🅧🅧🅘🅘🅘
~3 lata temu~
Stanęłam przed lustrem ubrana w czerwoną sukienkę sięgająca ziemi. Była na ciękich ramiączkach i była mocno wycięta na plecach. Jednak mi bardzo się podobała i chyba wyglądam w niej całkiem nieźle. Na stopach miałam czarne szpilki, a włosy pozostawiłam rozpuszczone. Na twarzy miałam delikatny makijaż. Dokonałam ostatnich poprawek i zgarnęłam jeszcze torebkę gotową do wyjścia.
Dzisiaj Brendan miał studniówkę. Na którą oczywiście się wybierałam. W końcu jestem jego dziewczyną i nie wypada, by szedł sam. Poza tym nie wiem, czy puściłabym go samego. Może to głupie, ale wtedy stresowałabym się całą noc. Zwłaszcza że na tych studniówkach zawsze coś się musi stać. Pewnie przesadzam no, ale ja już tak mam, kiedy chodzi o mojego faceta.
Zeszłam na dół, zamierzając już wychodzić. Brendan pisał mi, że czeka jakieś dziesięć mini temu. No, ale ja jak to ja zawsze muszę być spóźniona. Dlatego teraz musiałam iść dosyć szybko i spróbować nie zabić się na tych butach. Może wyglądają dobrze, ale są cholernie niewygodne.
- Baw się dobrze Toni. - Mama, która oglądała jakiś film w salonie uśmiechnęła się szeroko a ja odwzajemniła jej uśmiech.
- Byle nie zbyt dobrze. - Dodał tata, który siedział obok niej. - Pamiętasz, jakie są zasady?
- Zero alkoholu, papierosów, narkotyków, seksu i mam być względnie wcześnie. - Wyrecytowałam z pamięci. - Więc tak tato pamiętam.
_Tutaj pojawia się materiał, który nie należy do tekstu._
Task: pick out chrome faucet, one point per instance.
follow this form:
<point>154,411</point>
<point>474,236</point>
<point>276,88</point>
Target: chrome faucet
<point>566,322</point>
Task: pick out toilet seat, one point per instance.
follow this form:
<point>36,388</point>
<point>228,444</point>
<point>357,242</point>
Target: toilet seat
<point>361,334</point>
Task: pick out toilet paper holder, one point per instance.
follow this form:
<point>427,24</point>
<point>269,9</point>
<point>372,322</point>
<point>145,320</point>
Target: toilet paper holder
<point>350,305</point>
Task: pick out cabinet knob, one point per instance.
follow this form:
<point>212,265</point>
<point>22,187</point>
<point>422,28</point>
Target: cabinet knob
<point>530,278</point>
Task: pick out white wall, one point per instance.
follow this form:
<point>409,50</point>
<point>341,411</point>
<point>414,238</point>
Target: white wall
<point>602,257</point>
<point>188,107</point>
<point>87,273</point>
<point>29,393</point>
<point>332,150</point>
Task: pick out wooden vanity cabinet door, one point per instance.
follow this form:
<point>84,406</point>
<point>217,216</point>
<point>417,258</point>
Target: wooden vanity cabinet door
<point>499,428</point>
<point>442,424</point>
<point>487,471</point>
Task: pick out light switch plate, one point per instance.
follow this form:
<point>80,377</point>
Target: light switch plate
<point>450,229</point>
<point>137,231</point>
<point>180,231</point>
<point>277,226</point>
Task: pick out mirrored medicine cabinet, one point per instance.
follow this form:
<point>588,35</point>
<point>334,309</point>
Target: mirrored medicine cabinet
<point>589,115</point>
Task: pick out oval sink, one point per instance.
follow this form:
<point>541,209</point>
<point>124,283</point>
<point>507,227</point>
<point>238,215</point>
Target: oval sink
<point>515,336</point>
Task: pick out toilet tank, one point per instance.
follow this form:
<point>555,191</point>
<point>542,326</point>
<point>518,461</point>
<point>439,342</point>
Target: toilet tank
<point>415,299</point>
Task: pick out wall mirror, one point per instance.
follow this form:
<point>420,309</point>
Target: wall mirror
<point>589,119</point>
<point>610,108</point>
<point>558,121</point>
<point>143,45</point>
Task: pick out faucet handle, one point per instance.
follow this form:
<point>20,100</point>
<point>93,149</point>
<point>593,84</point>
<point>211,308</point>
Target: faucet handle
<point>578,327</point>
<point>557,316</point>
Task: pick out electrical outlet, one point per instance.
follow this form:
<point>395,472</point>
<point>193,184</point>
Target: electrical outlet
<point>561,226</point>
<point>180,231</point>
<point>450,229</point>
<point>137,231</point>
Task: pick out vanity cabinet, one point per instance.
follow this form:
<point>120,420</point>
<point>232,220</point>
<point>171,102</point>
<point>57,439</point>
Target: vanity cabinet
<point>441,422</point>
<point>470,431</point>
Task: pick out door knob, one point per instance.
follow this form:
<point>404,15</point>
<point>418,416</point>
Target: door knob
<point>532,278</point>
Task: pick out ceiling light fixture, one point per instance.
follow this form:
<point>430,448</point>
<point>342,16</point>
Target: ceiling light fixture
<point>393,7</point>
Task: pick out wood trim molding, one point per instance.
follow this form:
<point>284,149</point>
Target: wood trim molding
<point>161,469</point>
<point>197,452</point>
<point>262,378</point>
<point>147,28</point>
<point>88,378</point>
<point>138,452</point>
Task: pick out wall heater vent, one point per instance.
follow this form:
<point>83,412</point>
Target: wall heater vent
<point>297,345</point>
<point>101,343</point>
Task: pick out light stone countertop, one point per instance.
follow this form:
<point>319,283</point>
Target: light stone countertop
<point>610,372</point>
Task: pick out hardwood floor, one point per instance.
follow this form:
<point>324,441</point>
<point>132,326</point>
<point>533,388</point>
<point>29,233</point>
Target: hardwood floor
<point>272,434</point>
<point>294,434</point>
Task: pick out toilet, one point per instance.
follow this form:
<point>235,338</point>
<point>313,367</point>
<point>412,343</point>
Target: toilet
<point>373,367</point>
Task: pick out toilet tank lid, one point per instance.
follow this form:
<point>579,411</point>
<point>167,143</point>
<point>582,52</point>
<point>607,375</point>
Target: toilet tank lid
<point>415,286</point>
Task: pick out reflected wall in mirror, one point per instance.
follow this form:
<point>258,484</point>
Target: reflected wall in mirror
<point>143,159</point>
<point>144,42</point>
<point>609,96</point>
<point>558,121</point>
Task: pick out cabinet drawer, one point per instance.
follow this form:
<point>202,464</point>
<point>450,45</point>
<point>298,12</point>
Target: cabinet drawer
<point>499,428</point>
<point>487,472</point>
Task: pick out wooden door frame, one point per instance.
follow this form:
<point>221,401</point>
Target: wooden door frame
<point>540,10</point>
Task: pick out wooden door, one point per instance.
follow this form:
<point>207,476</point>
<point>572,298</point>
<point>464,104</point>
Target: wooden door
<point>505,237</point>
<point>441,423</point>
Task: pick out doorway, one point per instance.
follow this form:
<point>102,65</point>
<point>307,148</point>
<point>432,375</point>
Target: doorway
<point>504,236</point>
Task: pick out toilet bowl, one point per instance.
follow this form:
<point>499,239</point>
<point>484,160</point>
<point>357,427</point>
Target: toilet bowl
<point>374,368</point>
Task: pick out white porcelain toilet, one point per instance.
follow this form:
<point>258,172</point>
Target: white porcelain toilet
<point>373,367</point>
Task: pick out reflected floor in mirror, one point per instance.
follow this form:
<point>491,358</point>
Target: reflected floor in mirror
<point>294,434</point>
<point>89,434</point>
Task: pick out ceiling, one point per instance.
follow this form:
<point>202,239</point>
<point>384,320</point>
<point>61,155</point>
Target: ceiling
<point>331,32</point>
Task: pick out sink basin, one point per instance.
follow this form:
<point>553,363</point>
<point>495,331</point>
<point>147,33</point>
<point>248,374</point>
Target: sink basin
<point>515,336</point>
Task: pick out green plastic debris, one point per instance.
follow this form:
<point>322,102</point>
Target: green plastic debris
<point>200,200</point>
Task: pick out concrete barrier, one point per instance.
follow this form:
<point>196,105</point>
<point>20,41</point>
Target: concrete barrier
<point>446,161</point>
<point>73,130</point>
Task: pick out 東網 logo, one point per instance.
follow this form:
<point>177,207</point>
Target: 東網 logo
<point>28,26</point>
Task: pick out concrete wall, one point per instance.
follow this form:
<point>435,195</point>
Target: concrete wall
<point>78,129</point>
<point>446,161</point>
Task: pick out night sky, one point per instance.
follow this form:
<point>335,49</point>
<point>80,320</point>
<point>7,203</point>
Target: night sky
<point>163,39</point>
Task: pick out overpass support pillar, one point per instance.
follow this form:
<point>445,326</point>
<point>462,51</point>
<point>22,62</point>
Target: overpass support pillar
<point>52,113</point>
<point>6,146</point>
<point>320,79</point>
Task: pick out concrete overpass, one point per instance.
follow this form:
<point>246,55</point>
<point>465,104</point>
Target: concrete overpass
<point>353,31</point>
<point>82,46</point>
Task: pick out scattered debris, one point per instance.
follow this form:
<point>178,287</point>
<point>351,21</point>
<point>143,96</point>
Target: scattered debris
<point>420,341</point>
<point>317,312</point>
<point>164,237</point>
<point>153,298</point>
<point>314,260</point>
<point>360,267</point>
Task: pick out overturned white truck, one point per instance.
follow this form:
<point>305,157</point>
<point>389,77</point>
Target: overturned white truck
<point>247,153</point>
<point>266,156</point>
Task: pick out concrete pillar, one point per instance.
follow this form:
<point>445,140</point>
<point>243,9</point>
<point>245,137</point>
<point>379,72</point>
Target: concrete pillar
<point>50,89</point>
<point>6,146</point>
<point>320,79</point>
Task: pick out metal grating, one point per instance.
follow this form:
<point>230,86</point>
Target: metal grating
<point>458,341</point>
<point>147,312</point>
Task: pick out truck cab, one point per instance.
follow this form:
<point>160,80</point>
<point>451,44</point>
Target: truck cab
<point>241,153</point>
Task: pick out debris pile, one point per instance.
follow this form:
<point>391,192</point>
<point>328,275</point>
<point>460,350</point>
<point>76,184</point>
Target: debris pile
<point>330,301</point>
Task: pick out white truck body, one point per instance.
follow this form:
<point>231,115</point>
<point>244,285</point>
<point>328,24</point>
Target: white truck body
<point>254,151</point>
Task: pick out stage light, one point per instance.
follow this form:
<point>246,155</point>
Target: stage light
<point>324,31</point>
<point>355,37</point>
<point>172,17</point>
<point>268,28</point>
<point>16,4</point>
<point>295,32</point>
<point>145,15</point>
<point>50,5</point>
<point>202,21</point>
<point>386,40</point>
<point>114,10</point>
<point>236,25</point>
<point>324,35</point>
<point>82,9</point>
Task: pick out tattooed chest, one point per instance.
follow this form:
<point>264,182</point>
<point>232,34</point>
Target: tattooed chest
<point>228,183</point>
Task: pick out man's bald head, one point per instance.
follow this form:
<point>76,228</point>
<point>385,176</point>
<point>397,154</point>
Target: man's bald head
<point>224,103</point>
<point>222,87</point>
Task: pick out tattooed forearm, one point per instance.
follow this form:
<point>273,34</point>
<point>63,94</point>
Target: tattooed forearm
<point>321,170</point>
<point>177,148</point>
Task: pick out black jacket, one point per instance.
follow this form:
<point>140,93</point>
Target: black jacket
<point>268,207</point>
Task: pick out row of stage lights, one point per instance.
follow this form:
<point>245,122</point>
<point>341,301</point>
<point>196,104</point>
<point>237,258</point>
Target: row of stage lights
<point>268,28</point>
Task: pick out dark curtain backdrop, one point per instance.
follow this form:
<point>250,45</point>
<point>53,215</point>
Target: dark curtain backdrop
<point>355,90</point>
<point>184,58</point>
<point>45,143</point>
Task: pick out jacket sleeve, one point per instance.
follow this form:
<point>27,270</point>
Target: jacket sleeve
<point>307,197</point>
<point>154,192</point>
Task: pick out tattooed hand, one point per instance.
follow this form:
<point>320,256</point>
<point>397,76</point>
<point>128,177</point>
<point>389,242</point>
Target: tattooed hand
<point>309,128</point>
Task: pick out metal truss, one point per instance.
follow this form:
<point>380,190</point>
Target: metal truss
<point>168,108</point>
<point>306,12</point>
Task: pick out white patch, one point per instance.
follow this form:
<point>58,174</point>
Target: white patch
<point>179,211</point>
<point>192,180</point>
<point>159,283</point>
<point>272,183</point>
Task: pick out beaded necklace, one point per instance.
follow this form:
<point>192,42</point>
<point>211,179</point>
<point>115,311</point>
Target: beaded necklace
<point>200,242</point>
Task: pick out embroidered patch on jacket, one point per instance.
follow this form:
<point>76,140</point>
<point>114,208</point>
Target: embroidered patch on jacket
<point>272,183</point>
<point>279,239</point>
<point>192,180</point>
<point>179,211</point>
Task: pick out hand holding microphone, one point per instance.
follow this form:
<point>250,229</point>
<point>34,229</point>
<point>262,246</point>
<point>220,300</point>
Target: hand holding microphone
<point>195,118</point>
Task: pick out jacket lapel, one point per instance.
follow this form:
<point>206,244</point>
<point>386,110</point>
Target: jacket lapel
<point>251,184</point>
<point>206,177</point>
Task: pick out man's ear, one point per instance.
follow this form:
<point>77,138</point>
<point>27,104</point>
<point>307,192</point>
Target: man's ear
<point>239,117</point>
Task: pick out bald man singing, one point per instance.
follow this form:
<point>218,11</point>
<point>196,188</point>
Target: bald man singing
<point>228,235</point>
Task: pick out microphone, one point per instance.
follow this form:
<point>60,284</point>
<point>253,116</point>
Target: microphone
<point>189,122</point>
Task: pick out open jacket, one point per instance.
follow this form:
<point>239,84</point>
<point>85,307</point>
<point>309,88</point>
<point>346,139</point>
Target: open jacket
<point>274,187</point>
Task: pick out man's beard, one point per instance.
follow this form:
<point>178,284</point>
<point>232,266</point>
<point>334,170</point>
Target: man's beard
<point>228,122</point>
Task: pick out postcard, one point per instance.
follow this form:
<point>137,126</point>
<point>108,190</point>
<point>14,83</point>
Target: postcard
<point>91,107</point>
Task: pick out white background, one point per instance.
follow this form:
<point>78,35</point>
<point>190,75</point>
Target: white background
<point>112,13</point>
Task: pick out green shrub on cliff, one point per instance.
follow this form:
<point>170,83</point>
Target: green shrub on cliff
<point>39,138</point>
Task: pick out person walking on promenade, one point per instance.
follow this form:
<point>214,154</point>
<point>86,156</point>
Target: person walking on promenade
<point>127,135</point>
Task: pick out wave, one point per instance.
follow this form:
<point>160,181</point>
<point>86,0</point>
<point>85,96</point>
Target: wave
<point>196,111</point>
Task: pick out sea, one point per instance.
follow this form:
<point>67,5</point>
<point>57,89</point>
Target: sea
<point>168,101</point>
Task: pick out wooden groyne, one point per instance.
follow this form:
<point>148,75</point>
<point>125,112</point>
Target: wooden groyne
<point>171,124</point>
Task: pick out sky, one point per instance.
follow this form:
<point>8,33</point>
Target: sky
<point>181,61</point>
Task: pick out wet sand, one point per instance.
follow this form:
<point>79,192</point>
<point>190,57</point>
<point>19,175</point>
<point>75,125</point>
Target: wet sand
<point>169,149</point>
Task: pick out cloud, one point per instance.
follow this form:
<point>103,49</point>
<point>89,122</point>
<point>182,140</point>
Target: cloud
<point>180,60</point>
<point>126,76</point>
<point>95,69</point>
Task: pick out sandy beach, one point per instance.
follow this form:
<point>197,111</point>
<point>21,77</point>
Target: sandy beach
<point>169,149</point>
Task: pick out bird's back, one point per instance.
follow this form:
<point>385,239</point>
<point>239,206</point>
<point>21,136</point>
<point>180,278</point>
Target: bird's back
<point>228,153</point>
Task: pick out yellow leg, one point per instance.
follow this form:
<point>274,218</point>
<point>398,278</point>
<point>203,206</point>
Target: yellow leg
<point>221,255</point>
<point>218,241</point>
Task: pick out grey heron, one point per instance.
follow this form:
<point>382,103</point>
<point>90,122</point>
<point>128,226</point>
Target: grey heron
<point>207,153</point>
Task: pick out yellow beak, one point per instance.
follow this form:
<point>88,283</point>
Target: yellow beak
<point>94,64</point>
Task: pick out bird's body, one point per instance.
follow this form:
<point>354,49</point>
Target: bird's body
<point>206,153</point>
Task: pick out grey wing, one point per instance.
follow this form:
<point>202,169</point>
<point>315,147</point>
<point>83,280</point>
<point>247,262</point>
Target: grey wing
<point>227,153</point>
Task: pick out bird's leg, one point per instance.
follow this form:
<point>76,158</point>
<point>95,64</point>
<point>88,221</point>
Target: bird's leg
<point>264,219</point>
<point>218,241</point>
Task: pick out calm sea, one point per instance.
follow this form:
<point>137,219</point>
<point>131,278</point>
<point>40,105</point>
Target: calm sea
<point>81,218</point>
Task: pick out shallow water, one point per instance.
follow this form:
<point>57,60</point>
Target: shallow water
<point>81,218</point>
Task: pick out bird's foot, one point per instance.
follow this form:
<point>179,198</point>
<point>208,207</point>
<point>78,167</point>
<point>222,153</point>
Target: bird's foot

A teraz już idę.
Zanim zdążył cokolwiek powiedzieć, opuściłam dom i szybkim krokiem ruszyłam przed siebie. Dzięki temu, że jestem bardzo szybka, dotarcie do domu chłopaka nie zajęło mi dużo czasu. W sumie to mogłam w ogóle pójść tam z rana no, ale i tego nie przemyślałam. Kiedy tylko zniżyłam się do bramki mój mate wyszedł z domu, ubrany w czarny garnitur. Jego krawat miał dokładnie ten sam kolor co moja sukienka.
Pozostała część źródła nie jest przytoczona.